皆見くんはもう怖くなくなったけど、他の誰かに私たちが一緒にいるところを見られたら…
絶対に噂の的になる。
「早く行くぞ」
「…え、う…」
答えに困っていると、皆見くんが先に歩き出した。
とりあえず少し間を開けて、皆見くんのちょっと後ろを歩く。
すると、ある異変に気がついた。
「…太陽くんは?」
皆見くんがゆっくり振り向いた。
「…知らね」
絶対何か知ってるはずだ。
いっつも一緒に学校に来てるのに、突然一緒に来なくなった。
おかしい。
「何か知ってるんでしょ?」
「お前、これ聞いても傷つかないか」
「…っ…」
それは、私にとってマイナスの事なんだ。
でも、理由を知りたい。
「あいつら、昨日から付き合い始めたらしいぞ」
「…え?」
「…小日向と、友利。

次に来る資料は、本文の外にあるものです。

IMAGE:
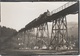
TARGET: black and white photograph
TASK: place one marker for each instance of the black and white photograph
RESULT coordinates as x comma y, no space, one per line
39,28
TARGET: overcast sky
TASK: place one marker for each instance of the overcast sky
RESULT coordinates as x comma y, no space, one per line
18,14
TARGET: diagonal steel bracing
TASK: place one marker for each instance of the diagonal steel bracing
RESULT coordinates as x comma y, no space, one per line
42,35
59,32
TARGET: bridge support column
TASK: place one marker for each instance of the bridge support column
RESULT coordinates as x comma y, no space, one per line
59,33
42,36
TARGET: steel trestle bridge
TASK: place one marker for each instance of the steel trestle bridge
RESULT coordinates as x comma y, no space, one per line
35,35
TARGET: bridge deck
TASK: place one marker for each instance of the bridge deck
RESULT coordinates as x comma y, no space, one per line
65,11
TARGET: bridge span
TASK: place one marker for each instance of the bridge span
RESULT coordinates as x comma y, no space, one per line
35,35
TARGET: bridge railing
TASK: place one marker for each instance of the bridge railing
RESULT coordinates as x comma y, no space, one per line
62,7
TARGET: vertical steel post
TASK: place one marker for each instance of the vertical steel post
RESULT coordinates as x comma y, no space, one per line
59,32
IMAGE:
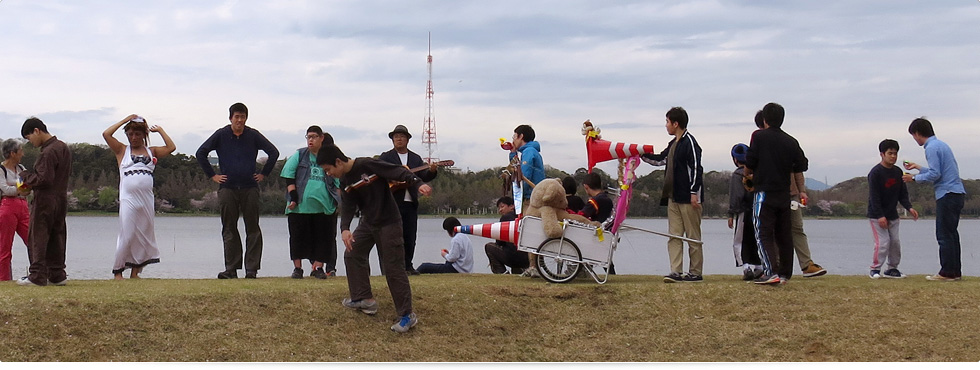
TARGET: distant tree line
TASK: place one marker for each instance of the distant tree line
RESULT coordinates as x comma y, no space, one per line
181,187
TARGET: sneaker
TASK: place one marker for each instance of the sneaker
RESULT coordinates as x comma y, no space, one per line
24,281
531,273
894,274
674,277
365,307
813,270
748,274
767,280
405,323
691,278
935,277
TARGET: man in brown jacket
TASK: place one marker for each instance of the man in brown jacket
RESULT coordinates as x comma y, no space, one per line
49,180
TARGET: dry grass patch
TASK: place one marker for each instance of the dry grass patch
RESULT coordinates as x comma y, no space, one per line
495,318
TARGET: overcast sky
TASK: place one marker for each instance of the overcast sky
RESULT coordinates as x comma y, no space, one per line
849,73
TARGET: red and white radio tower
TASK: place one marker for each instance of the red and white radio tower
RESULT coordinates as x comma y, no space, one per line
429,124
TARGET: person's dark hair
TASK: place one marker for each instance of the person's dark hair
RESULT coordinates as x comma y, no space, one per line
505,200
887,144
143,127
526,132
30,124
773,114
329,154
678,115
10,146
450,223
593,181
739,151
922,126
237,107
569,184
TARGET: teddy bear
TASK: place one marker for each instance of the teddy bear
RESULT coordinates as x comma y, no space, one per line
548,202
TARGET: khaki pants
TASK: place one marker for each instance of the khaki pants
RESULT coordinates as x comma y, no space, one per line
684,220
389,239
800,244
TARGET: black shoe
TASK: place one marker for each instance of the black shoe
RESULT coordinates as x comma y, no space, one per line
673,278
748,275
691,278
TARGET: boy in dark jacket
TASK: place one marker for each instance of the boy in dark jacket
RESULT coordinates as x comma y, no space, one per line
380,224
885,191
773,157
682,194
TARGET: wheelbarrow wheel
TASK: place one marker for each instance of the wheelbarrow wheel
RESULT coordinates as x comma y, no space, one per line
558,260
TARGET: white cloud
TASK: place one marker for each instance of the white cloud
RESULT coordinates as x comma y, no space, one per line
847,72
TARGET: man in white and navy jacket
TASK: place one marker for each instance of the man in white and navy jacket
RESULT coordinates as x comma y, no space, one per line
682,194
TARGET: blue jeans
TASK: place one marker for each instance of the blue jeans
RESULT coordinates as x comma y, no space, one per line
437,268
948,210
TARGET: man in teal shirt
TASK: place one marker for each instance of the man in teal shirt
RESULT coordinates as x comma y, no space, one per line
311,210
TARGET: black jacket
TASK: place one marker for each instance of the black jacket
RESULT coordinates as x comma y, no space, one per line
414,161
773,157
688,173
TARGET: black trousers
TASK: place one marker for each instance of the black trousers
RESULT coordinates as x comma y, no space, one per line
773,232
313,237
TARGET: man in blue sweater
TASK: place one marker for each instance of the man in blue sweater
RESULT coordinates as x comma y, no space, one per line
682,194
237,146
944,174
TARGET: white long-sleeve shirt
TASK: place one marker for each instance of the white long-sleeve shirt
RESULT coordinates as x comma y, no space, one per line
461,253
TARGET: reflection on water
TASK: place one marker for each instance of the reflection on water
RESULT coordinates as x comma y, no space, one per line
190,247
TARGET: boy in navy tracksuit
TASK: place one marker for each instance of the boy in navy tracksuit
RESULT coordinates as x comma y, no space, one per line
740,218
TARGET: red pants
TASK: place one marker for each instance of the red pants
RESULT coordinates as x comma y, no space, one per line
14,218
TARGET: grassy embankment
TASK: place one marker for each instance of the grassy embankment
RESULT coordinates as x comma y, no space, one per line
495,318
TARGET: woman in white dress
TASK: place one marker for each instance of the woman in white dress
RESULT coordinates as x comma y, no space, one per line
136,246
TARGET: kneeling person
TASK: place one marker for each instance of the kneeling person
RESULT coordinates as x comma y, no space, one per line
459,257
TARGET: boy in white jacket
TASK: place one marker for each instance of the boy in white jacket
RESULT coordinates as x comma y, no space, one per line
459,257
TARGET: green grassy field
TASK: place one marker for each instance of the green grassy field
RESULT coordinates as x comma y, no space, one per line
495,318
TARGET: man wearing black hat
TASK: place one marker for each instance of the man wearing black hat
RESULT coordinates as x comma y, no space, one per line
407,199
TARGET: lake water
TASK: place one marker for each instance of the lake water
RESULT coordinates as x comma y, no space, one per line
191,247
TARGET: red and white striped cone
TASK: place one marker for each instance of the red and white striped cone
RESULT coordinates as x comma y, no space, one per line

」
嘘。
なんで、
なんで、
まだ、友利さんのは来たばっかなのに。
しかも、隣のクラスなのに。
「今日から、一緒に行くことにしたらしいぞ」
皆見くんはそう言い、
「ほら」
と、私の後ろの方を指差した。
そこには、いつも見つめ続けてきた大好きな小日向くんと、子柄で、お人形みたいな可愛い顔をしている女の子がいた。
ー美桜ちゃん。
二人とも、ぎこちない距離で歩いていて、でもたまに、笑う事もあって。
その姿を見ているのが辛くて、思わず目を逸らした。
「なんでだろうな」
ふと、皆見くんが口にした。
黙って皆見くんの顔を見つめると、皆見くんは少し顔を赤くして、
「お前は、いいやつなのに、なんであいつは振ったんだろうな」
そう皆見くんが口にした瞬間、頭がかっとなった。
「ほっといて!!」
皆見くんを睨みつけ、走って皆見くんを追い抜いた。
決して振り返らずに。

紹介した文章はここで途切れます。